A motion in arrest of judgment was made; and a rule to shew cause was entered. It was not argued till December term, 1793.
Young, for the plaintiff, shewed cause against the motion.
An executor is bound by a promise to pay, though he has no assets.
The addition of executor will be rejected as surplusage. Brown v. Dunnery—Wallis v. Lewis.
The reference was as executor; so is the declaration. It is according to the truth of the case.—King v. Thom.
If an executor refer a dispute to an arbitration, he is bound by the award ; and cannot afterwards plead plene administravit—Barry v. Rush. And the verdict being against the defendant as executor, cannot alter the legal effect of the award on the submission.

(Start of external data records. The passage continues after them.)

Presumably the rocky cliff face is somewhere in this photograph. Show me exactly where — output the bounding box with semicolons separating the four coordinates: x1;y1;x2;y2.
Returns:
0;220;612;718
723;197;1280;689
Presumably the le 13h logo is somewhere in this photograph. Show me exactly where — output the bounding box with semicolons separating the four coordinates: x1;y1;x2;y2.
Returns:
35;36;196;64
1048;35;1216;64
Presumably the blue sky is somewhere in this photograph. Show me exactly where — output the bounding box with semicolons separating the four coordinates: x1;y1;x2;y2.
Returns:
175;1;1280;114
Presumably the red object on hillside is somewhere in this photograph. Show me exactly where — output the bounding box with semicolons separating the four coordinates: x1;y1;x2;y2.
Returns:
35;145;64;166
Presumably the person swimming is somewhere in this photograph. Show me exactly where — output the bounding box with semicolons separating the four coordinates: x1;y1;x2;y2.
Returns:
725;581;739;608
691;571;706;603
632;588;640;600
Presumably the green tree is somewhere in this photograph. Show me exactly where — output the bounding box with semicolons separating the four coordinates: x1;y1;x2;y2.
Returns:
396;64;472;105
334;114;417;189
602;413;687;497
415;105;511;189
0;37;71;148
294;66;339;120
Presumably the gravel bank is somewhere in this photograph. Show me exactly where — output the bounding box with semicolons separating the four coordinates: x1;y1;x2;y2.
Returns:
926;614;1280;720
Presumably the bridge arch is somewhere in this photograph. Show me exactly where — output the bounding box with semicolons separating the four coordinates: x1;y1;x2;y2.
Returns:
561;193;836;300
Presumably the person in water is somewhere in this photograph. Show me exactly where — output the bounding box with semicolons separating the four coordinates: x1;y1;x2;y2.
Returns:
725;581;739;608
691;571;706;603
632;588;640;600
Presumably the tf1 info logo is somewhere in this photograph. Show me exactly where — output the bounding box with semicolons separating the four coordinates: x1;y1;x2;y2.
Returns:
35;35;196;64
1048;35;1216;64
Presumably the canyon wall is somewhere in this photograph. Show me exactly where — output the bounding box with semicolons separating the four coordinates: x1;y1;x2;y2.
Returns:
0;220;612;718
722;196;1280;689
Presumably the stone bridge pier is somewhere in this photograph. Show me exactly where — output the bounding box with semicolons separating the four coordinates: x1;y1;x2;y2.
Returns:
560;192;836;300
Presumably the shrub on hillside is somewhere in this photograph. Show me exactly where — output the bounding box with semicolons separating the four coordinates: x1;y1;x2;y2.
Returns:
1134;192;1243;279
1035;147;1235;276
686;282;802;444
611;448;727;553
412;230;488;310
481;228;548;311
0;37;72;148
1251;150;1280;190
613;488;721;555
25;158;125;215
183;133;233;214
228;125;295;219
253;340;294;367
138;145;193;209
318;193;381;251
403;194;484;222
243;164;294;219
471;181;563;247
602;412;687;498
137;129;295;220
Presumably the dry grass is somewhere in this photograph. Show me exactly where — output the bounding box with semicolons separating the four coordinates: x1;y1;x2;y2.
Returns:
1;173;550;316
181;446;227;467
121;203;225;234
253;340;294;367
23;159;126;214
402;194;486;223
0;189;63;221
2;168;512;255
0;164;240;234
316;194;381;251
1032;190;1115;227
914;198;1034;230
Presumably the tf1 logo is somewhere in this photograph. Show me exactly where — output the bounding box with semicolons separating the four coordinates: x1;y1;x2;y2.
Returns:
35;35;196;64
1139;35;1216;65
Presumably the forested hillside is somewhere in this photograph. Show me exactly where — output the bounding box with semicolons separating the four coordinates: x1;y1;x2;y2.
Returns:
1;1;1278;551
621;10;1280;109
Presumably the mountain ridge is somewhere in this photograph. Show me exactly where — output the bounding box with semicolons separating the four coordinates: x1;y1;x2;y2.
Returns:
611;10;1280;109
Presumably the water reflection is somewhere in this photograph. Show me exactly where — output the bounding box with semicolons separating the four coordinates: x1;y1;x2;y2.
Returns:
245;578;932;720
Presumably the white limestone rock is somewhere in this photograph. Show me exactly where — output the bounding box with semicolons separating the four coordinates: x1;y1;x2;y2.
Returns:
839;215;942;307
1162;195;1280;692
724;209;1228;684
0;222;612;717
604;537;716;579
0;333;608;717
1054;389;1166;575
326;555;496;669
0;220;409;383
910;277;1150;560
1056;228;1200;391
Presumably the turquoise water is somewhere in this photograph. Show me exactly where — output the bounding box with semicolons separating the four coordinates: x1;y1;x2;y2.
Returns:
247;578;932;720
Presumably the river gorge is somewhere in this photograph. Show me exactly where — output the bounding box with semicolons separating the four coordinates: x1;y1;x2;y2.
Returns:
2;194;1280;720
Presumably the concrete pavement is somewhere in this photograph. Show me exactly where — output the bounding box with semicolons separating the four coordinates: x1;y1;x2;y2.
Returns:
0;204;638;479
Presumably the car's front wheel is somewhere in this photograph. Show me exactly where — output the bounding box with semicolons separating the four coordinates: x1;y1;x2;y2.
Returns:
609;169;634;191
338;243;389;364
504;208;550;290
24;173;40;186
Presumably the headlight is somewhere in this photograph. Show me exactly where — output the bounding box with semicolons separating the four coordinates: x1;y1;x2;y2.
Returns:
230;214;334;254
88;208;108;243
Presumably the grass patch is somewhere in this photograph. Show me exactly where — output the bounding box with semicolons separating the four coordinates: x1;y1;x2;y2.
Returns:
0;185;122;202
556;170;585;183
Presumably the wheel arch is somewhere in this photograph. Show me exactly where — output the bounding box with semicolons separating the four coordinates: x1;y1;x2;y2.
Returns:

Woods, for the rule. The cases only say, that, where there is a promise, the executor shall not say, there are no assets. The case of Barry v. Rush does not say, that a judgment can be given, though the writ be against a defendant personally, and the declaration against him as executor. No case says so : and there is a material difference between an action against a defendant personally, and against him as executor.
President. Justice Buller determines the case of Barry v. Rush on this point, that it was an action on a bond, by which the defendant bound himself, his heirs, executors, &c. to pay; an express, solemn, and personal promise. I think this the true ground of the decision. But if the doctrine laid down by Justice Asburst can be extended generally to all cases, and if our opinion should *26be against the plaintiff in this motion; we may, on his motion (on the ground, that the submission and award amounts to an admission of assets, or a promise, on consideration, to pay) set aside the verdict, as contrary to the legal effect of those facts. For, (on this ground) the declaration would, in effect, state a personal promise, and would not vary from the writ. Justice, as well as true interest, seems to suggest, that the defendant ought to settle this matter out of doors, without more delay.
Note.—The case of Pearson v. Henry, which denies, that a reference, by an executor or administrator, to an arbitration, is, of itself, an admission of assets, was not known here, when the preceding case was argued. However, no decision was called for; as the defendant gave judgment, with some delay of execution.